= Six-red snooker =

Cue sport based on snooker

The layout of balls in six-red snooker

Six-red snooker (sometimes spelled six-reds, 6-red, and also known as super 6s), is a variant of snooker, but with only six initially on the table as opposed to the standard fifteen.

==Overview==
In Six-red snooker, the traditional game of snooker is shortened, with fewer red balls to pot. All the usual Snooker rules apply with the following exceptions:
1. There will be no more than five consecutive Foul and a Miss calls at any one time.
2. After four consecutive Foul and a Miss calls, the referee will warn the offending player that should a Foul and a Miss be called again the following options are available to the non-striker:
  1. play himself from where the balls have come to rest;
  2. ask his opponent to play from where the balls have come to rest;
  3. place the cue ball anywhere on the table, but this option cannot be taken if play has reached the "snookers required" stage.
3. A player cannot snooker behind a nominated colour at any time.

The maximum break in six-red snooker is 75, as compared to 147 for traditional snooker. The table is the same size as in the traditional 15-red game. The format was designed to feature shorter frames, due to fewer red balls.

It was hoped that the format would revive the popularity of snooker as a spectator sport, in the same way Twenty20 has done to cricket. Jimmy White said that six-red snooker could be one way of helping boost the game's popularity. Ali Carter also said he would be interested in playing the format.

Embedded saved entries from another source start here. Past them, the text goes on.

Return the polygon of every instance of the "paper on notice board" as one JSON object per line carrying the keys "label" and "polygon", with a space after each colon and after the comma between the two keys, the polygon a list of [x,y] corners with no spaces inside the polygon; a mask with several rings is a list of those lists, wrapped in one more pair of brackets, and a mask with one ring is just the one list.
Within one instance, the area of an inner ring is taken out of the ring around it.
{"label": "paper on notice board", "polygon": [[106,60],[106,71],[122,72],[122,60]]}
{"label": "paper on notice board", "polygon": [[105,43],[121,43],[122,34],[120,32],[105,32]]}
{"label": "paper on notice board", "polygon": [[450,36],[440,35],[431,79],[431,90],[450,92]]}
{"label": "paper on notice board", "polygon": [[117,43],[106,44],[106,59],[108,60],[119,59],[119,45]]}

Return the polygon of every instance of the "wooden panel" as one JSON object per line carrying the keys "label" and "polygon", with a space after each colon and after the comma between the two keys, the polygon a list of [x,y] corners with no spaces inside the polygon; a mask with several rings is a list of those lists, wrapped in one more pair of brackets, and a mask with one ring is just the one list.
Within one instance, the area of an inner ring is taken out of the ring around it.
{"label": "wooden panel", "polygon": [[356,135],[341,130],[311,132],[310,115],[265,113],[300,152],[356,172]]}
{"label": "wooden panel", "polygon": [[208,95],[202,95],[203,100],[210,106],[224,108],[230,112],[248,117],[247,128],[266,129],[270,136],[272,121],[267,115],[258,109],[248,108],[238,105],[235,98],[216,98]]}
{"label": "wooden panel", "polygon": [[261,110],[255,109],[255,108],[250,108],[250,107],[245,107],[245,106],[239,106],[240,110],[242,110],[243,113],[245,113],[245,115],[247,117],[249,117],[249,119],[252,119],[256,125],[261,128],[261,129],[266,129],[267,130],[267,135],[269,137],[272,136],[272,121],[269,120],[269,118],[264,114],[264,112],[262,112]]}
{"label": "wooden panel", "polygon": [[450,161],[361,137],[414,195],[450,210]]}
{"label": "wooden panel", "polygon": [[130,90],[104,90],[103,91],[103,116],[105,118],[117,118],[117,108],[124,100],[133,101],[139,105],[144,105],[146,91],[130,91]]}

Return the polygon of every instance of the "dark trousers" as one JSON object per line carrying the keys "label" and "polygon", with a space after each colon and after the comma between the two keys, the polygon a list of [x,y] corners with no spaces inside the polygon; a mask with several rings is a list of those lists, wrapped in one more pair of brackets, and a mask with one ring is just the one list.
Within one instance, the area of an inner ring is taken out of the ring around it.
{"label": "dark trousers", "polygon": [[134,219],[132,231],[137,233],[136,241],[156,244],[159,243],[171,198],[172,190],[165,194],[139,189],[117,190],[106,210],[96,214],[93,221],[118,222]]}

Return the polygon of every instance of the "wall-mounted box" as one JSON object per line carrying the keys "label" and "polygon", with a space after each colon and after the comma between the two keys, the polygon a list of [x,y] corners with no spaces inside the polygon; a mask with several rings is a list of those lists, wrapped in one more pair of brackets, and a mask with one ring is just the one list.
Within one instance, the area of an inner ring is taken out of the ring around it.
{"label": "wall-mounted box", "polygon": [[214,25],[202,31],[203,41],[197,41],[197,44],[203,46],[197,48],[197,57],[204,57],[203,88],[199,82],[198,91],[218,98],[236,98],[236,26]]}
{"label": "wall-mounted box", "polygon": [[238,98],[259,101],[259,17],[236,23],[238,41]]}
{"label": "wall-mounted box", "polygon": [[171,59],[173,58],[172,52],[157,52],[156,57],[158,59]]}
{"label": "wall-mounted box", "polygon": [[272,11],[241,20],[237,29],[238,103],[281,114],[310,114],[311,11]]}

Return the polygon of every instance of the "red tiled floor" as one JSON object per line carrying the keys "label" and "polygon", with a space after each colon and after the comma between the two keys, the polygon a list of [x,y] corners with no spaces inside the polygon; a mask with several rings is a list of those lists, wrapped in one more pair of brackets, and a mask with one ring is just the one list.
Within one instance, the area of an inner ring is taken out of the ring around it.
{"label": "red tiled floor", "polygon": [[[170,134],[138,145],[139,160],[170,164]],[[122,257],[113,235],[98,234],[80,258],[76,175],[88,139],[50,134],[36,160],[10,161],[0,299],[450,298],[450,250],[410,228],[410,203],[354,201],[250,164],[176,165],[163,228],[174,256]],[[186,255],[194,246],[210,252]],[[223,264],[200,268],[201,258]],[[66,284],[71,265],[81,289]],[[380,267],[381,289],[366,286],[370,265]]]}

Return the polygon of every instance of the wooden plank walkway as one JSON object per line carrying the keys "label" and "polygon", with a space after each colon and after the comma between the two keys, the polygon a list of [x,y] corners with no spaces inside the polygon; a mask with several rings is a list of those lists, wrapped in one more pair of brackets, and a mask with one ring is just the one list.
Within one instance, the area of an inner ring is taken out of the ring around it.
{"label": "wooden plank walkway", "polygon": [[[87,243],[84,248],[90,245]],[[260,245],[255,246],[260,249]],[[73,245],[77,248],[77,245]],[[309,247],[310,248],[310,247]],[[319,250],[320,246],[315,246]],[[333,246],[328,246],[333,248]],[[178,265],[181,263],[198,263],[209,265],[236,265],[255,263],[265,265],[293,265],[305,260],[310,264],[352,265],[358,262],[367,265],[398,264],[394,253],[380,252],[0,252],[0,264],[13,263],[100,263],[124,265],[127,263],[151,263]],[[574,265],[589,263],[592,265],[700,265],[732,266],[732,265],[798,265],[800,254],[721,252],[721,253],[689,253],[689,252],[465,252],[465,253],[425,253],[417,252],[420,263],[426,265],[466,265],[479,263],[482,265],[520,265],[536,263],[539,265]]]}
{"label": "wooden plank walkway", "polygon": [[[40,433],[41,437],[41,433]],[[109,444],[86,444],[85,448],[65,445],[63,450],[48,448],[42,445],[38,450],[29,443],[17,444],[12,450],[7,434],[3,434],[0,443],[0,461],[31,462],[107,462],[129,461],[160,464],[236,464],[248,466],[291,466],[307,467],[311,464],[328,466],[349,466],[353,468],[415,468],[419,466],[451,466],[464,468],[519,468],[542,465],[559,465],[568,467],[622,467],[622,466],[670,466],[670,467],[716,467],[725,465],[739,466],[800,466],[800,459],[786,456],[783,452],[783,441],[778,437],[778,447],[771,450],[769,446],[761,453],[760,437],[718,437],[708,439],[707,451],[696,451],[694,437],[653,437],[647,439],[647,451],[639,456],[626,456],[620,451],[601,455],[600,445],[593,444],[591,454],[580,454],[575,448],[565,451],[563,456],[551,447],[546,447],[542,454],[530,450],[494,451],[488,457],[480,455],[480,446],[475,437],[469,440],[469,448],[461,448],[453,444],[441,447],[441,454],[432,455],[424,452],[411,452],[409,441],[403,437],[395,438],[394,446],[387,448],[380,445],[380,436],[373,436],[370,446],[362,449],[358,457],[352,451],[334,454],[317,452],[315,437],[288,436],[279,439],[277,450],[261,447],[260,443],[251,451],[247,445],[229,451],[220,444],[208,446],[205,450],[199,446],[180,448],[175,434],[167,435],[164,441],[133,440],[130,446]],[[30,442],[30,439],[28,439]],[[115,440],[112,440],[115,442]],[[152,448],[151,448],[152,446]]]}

The first international tournament in this format was contested in July 2008, with Ricky Walden defeating Stuart Bingham in the final. A six-red tournament was held during the 2009 World Snooker Championship as a sideshow, involving one-frame knockout matches. In the final veteran Tony Knowles defeated 13-year-old Ross Muir 52–18. Tickets were initially free; however, future events would have been pay-to-enter. The first world championship was held in Ireland between 15 and 18 December 2009. Mark Davis beat Mark Williams 6-3 in the final, becoming the first world champion of the six-red snooker format.

Since this time, the Six-red World Championship has been contested in the regular season calendar, and also in the Asian Indoor and Martial arts games.

==Ten-red snooker==

The layout of balls in ten-red snooker

A similar game consisting of ten red balls, rather than six is also played. Popular in the women's game, ten-red had a World Women's 10-Red Championship held annually in Leeds, England, from 2017 to 2019.